In its Economic Survey of India, the OECD said comprehensive tax reforms, especially the goods and services tax, "would lift all boats" and raise revenue helping the government effectively deal with high poverty rate. Observing that poverty is still high despite growing prosperity, the survey suggested that living conditions across the states could be improved by focusing on farm output, urban infrastructure, liberalised product and labour market.

"A comprehensive reform of property, personal income and corporate taxes is needed to complement the GST reform. It should aim at raising more revenue to fund social and physical infrastructure in a way that supports economic growth, promote social justice and empower sub-national governments to better respond to local needs," the survey said.

It recommended, "gradual reduction in the corporate income tax from 30 per cent to 25 per cent while broadening the tax base and providing certainty regarding tax rules and their implementation".

Among other things, it suggested eliminating tax expenditures that benefit the rich most and freezing of the income thresholds for levying taxes. Noting that wealth in India is extremely concentrated, the OECD made a case for the introduction of inheritance tax with a high exemption threshold and raising the scope for property tax.

"There is also scope to raise more revenue by less distortive property taxes. Raising more revenue from recurrent property taxes would require granting municipalities more power to implement them and set tax rates, and establishing up-to-date property values," the OECD said.

The government plans an ambitious base-broadening and rate-reducing tax reform under which the tax rate for resident companies will be lowered to 25 per cent over 5 years till March 2021. It said demonetisation complements many initiatives recently taken by the government to fight corruption, black money and reduce tax evasion.

"Implementing the demonetisation has had transitory and short-term costs, but should have long-term benefits. The temporary cash shortage and wealth destruction, as fake currency and part of the illegal cash will not be redeemed, have affected in particular private consumption," the OECD said. "The shift towards a less-cash economy and formalisation should, however, improve the financing of the economy and availability of loans (as a result of the shift from cash to bank deposits) and should promote tax compliance."

The Organisation for Economic Cooperation and Development (OECD) is a global policy forum that promotes policies to improve the economic and social well-being of people around the world.

It felt that banks will need more capital to safeguard financial stability and meet Basel III requirements. "The ongoing consolidation process among public banks is welcome and should continue.

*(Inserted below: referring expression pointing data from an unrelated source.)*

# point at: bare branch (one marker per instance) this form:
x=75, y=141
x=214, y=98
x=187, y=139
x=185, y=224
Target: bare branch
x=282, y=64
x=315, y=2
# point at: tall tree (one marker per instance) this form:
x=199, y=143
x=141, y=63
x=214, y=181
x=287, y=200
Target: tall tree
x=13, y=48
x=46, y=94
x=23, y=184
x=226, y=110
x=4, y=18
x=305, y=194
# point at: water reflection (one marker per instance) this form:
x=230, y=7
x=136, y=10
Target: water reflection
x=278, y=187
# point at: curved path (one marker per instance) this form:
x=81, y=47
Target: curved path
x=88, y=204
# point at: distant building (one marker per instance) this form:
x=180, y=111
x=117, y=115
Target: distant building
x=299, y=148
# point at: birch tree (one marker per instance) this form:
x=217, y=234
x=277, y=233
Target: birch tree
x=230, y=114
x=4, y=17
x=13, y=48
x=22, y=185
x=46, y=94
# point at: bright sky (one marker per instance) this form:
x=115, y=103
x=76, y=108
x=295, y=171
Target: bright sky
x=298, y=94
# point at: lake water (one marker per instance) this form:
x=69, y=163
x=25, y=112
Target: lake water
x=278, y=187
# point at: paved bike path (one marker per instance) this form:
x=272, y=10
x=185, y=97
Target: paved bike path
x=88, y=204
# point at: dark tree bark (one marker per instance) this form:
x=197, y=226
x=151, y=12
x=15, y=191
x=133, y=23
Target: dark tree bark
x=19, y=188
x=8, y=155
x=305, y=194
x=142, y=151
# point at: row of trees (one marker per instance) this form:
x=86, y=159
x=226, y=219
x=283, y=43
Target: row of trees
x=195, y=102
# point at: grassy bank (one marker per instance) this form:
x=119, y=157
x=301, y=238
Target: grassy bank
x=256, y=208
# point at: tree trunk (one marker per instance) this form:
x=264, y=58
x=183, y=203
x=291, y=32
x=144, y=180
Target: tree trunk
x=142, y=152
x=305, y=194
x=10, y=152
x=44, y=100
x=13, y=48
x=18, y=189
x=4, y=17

However, some banks may need to be closed down or merged with other banks," it added.

According to the OECD, lowering of debt to GDP ratio, which stood at 69 per cent in 2015-16, will require some fiscal tightening. The OECD also suggested establishment of an independent fiscal council as it would improve the government's credibility and accountability in dealing with fiscal issues.

"A fiscal council in India could monitor the implementation of the fiscal strategy, and in particular the consistency of the annual budgets with the medium-term path, and assess when a correction is required and at what pace," it said.